Que diraient les africains au sujet du réchauffement global s’ils avaient la parole ?
Les échanges récents en réponse à cette question convergent autour d’opinions très diverses :
-
Soulager la pauvreté est la plus haute priorité pour les africains. Les pauvres, à la différence des riches, ont d’énormes difficultés à faire face aux fluctuations climatiques actuelles. Ils ont besoin de s’adapter et de faire face aux oscillations climatiques dès maintenant. La compétence ainsi acquise facilitera d’autant leur réactivité à leur exposition future aux changements climatiques à venir.
-
Faire preuve de sagesse par une attitude responsable envers notre belle planète. Leur préférence va à une réponse au réchauffement global qui ne soit pas seulement dictée par la peur d’un inévitable désastre - la peur annihile la raison et enflamme le discours - mais plutôt sous-tendu par l’amour de notre merveilleuse planète dont on désire être des serviteurs admiratifs et responsables.
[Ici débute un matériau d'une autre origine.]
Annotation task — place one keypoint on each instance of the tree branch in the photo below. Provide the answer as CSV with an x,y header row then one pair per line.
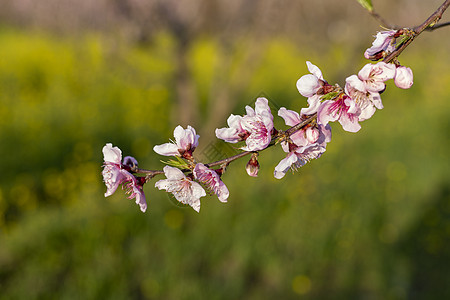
x,y
429,24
Pour ce faire on doit acquérir une connaissance minimale de son fonctionnement et comprendre pourquoi elle est habitable. Tout le monde doit avoir accès à cette connaissance pour s’émerveiller de sa beauté au-delà même de l’imaginable.
-
Accepter l’incertitude de la connaissance scientifique et, cependant, reconnaître la nécessité d’agir face à ces incertitudes, peut être libérateur parce qu’alors le réchauffement climatique pourra être vu comme une chance pour promouvoir l’éducation en général et l’éradication à terme de la pauvreté.
-
Étant donné les incertitudes scientifiques, on doit se protéger des risques du réchauffement global comme on se protège de l’incendie de sa maison. On contracte alors des assurances en fonction de l’étendue de ses possessions. En d’autres termes, chacun répond différemment, à sa façon et en fonction de ses moyens, au réchauffement global.
-
Bien que le réchauffement global soit dû aux activités des riches depuis plus d’un siècle, ce sont les pauvres qui en souffriront le plus. On se place alors au cœur d’un débat politique.
En
résumé, le réchauffement global ne doit pas
être vu seulement comme une menace potentielle, mais aussi comme
une occasion favorable de faire face utilement à un certain
nombre de problèmes inhérents au développement de
l’humanité. Les africains (et les pays du Sud en
général) ne peuvent se passer d’agir maintenant au
regard des problèmes qui se posent à eux actuellement
sous peine de se placer en situation de subir passivement dans quelques
décennies d’autres problèmes liés au
changement climatique encore plus difficiles à résoudre.
George Philander est né au Cap en Afrique du Sud. Sa famille émigre aux USA dans les années 1960. II fait ses études à Harvard jusqu'au doctorat.
Il entre au Geophysical Fluid Dynamics Laboratory (GFDL) de la NOAA à Princeton où il devient un théoricien de l'océanographie très connu. En 1990, il devient professeur de géoscience à l'Université de Princeton et plus récemment professeur à l'université du Cap en Afrique du Sud.
Il est membre de l'académie des sciences américaine. Il fut un pionnier de la modélisation océanique, et il est un des leaders mondiaux de l'océanographie, particulièrement pour les régions tropicales dont il a montré l'importance première dans la question climatique.